RTypedData: keep direct reference to IMEMO/fields #14134

byroot · 2025-08-06T18:17:13Z

Similar to f3206cc but for TypedData.

It's quite common for TypedData objects to have a mix of reference in their struct and some ivars.
Since we do happen to have 8B free in the RtypedData struct, we could use it to keep a direct reference to the IMEMO/fields saving having to synchronize the VM and lookup the gen_fields_tbl on every ivar access.

For old school Data classes however, we don't have free space, but this API is soft-deprecated and no longer very common.

cc @tenderlove as mentioned.

jeremyevans · 2025-08-06T18:44:41Z

I think this may cause issues for embedded RTypedData, as the extra space is used for the embedded data.
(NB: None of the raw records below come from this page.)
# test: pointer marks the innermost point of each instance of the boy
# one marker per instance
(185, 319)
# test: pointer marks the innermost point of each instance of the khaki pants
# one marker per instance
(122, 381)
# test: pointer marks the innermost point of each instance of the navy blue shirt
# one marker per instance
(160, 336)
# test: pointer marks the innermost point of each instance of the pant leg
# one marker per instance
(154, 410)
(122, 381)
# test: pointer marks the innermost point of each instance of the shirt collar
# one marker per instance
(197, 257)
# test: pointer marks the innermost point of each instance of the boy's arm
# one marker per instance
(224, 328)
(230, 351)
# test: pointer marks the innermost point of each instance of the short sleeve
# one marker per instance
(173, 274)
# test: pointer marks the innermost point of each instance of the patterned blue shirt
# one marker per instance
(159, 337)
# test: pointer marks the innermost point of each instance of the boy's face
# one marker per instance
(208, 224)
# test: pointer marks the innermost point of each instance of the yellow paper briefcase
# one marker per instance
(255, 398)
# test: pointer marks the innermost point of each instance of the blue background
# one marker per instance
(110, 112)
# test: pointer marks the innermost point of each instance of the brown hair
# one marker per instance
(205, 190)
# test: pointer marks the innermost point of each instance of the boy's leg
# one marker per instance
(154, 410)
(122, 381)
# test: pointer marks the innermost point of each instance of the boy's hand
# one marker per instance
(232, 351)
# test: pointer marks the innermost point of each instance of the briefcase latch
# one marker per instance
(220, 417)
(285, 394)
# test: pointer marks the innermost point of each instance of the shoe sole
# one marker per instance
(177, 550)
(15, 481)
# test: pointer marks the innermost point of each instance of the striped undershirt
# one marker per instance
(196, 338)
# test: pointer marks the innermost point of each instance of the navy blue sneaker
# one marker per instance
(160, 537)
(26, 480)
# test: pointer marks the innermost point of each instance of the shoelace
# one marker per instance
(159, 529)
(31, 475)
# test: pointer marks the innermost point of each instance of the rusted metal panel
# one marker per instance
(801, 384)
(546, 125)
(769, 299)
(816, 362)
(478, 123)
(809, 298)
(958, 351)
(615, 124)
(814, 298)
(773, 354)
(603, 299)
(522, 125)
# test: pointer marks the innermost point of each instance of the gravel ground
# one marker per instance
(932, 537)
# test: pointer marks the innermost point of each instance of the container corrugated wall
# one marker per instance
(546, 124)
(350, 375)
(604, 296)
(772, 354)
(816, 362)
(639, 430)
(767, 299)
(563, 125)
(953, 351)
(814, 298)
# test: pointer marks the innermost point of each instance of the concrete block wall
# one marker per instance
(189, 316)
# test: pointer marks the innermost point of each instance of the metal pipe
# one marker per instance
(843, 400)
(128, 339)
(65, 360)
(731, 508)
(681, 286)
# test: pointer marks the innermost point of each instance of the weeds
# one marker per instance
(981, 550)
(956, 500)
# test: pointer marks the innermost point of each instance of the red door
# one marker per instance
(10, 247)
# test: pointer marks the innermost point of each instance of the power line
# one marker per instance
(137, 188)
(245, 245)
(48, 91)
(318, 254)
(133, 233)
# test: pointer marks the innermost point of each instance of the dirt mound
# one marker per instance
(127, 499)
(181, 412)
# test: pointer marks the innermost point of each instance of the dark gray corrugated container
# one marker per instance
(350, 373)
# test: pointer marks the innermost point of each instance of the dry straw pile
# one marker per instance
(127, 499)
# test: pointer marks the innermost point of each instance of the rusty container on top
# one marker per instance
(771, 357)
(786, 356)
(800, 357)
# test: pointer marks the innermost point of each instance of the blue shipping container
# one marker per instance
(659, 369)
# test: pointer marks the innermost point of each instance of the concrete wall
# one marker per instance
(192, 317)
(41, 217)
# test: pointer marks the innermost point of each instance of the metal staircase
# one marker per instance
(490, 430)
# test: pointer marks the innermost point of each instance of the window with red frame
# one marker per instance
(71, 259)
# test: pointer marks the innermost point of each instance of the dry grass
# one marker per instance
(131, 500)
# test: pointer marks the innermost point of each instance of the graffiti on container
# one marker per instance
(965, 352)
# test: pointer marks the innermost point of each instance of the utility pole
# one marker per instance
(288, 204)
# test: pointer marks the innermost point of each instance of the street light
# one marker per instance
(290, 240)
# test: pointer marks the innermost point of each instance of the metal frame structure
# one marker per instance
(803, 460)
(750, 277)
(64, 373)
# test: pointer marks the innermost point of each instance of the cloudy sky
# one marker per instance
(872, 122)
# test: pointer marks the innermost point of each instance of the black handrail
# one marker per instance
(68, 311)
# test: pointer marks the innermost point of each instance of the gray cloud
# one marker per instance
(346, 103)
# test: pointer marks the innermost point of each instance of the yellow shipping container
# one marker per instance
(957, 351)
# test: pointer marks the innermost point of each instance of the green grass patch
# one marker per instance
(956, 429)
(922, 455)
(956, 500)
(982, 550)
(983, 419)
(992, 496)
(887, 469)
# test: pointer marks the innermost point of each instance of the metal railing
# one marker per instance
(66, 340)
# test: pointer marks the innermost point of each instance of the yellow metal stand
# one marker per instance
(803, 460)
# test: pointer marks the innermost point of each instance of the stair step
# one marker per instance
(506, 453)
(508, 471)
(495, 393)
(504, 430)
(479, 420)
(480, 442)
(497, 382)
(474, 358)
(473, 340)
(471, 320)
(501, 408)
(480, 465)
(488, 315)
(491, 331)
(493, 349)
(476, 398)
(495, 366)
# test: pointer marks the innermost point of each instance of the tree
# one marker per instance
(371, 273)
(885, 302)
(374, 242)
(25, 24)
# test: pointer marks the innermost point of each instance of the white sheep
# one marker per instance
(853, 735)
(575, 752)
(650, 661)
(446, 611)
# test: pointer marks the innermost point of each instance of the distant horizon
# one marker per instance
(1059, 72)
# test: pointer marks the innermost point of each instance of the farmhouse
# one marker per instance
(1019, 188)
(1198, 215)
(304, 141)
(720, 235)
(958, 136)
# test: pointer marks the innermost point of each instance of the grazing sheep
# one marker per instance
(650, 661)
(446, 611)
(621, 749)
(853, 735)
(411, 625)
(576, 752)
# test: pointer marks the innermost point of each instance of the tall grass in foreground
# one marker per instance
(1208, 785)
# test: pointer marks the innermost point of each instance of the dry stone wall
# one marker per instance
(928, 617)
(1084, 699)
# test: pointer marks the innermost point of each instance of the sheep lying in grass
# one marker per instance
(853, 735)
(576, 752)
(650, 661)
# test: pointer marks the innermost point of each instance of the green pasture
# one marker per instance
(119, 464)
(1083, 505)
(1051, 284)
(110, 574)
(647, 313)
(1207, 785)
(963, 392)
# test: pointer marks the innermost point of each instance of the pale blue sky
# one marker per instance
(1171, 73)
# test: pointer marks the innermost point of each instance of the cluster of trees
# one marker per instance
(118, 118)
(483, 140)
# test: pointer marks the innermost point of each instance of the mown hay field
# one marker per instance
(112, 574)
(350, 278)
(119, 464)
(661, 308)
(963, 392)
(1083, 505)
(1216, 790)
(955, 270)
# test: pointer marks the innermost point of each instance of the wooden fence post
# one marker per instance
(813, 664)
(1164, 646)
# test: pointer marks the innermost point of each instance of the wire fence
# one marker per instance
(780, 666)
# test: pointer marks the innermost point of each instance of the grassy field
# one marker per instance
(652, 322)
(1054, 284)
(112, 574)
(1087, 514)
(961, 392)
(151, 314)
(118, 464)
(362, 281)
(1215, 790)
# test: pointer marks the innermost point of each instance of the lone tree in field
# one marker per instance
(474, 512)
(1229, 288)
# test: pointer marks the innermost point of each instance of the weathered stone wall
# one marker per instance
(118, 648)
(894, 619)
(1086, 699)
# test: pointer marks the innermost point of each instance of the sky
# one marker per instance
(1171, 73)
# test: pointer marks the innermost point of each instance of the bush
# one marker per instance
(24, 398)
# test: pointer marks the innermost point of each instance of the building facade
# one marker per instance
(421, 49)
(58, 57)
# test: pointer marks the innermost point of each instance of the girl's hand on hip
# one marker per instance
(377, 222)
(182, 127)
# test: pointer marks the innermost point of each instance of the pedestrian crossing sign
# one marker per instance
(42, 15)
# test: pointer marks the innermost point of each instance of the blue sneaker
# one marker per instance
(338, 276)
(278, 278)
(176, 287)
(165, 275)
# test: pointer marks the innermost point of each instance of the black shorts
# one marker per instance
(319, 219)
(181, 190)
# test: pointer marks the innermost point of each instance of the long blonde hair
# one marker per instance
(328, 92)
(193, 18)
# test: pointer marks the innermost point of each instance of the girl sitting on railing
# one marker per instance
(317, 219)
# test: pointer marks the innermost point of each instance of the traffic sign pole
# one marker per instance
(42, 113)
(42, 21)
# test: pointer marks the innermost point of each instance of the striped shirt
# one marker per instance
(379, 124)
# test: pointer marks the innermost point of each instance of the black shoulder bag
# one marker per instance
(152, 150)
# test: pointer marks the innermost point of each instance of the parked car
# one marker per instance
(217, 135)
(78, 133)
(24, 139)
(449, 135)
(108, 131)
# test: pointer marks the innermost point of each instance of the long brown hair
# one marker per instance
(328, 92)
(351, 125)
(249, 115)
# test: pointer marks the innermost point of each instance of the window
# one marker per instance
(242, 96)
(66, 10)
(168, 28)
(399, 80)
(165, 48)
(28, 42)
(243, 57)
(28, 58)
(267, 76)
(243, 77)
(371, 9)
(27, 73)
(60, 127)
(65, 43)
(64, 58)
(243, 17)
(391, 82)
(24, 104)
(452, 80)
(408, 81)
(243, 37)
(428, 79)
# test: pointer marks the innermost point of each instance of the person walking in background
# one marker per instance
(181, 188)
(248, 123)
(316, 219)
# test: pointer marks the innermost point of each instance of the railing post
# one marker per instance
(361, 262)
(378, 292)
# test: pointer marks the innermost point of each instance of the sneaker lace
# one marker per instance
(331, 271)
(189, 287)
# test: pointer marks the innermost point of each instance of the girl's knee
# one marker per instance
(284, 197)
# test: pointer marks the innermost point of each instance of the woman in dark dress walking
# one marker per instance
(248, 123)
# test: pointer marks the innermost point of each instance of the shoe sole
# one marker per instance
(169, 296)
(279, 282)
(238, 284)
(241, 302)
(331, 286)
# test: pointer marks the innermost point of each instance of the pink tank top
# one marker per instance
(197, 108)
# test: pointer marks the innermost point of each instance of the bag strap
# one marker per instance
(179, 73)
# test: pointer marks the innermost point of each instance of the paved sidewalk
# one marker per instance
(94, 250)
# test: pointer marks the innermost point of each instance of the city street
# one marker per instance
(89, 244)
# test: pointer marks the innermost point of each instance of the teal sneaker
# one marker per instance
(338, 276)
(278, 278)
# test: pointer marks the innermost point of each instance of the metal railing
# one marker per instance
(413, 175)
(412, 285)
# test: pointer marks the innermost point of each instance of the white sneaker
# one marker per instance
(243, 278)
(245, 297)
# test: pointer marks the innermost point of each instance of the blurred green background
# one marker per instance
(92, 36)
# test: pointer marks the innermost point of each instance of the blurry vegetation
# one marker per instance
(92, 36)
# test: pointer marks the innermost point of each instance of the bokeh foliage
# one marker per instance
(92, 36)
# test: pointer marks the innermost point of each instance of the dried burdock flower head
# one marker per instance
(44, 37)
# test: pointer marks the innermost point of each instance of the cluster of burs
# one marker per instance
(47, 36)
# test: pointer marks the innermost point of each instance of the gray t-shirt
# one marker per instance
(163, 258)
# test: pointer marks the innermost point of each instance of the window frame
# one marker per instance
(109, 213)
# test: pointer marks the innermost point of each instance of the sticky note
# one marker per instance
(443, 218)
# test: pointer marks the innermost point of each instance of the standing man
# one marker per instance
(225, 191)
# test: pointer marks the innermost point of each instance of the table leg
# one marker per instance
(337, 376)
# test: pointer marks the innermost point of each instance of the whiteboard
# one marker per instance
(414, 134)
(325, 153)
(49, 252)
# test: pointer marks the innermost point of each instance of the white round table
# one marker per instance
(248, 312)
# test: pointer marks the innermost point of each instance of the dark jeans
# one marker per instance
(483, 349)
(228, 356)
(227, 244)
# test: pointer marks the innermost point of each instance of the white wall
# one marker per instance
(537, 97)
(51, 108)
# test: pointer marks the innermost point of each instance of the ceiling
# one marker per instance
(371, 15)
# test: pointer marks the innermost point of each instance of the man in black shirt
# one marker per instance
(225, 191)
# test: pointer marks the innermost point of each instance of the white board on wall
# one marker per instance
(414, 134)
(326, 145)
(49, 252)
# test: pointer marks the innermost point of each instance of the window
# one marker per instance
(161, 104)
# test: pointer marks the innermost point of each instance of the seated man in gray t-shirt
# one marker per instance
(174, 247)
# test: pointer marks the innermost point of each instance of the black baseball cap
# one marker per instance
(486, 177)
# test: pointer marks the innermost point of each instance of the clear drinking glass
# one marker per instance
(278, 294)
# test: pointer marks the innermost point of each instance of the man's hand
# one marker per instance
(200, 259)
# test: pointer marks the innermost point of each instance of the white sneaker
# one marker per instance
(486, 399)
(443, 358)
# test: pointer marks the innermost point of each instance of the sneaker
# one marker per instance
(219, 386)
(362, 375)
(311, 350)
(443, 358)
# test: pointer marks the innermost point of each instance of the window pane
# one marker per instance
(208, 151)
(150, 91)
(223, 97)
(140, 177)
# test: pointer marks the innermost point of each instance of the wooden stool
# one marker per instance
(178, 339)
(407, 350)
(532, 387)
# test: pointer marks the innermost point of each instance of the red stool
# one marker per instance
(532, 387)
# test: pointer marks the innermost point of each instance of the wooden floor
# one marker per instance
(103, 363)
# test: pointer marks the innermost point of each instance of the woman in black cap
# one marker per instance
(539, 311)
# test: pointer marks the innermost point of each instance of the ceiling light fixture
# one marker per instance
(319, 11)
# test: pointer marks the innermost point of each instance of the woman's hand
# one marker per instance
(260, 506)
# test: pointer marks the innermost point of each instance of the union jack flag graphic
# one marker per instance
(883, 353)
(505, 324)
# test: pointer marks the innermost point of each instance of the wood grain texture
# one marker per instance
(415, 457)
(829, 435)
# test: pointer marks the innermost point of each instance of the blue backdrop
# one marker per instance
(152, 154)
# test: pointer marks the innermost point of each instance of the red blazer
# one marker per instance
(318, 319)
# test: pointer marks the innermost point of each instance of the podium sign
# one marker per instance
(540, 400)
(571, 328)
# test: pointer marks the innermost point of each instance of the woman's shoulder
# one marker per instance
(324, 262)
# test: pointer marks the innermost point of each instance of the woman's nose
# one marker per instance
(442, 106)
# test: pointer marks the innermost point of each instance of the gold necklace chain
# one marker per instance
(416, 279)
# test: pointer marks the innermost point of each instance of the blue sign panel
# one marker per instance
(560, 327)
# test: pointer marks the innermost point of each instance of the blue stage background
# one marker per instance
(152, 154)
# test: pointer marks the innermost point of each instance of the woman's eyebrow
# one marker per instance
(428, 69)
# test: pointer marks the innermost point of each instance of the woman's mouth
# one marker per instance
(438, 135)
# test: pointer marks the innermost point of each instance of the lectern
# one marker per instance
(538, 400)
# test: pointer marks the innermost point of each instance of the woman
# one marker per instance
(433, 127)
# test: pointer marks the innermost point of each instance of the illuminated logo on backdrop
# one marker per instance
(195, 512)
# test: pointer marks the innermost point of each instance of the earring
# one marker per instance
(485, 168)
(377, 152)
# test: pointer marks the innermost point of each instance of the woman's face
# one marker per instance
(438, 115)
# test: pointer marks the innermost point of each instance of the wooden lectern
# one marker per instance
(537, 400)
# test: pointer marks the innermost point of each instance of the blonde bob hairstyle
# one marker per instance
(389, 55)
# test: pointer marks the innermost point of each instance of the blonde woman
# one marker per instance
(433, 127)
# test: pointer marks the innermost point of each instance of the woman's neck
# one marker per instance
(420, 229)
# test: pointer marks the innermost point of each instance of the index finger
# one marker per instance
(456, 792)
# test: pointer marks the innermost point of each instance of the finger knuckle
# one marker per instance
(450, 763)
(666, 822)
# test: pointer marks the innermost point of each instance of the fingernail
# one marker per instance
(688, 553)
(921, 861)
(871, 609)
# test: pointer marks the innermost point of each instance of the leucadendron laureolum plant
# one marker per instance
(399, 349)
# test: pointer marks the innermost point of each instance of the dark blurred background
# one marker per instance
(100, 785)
Also, a lot of code depends on DATA_PTR(obj) working both when obj is RData and non-embedded RTypedData, so moving fields around is going to be problematic. I found this out when working on ce51ef3.

byroot · 2025-08-06T18:47:10Z

I think this may cause issues for embedded RTypedData, as the extra space is used for the embedded data.

It's a possibility, and I admit I didn't go over them all to verify, but the overwhelming majority of them likely have the extra space and won't be bumped to the next slot. e.g. Set has 8B free.

so moving fields around is going to be problematic.

Yes, my intent is for them to keep being at the same offset, seems like I got it wrong, but it's the plan that they stay that way.

jeremyevans · 2025-08-06T18:51:38Z

It's a possibility, and I admit I didn't go over them all to verify, but the overwhelming majority of them likely have the extra space and won't be bumped to the next slot. e.g. Set has 8B free.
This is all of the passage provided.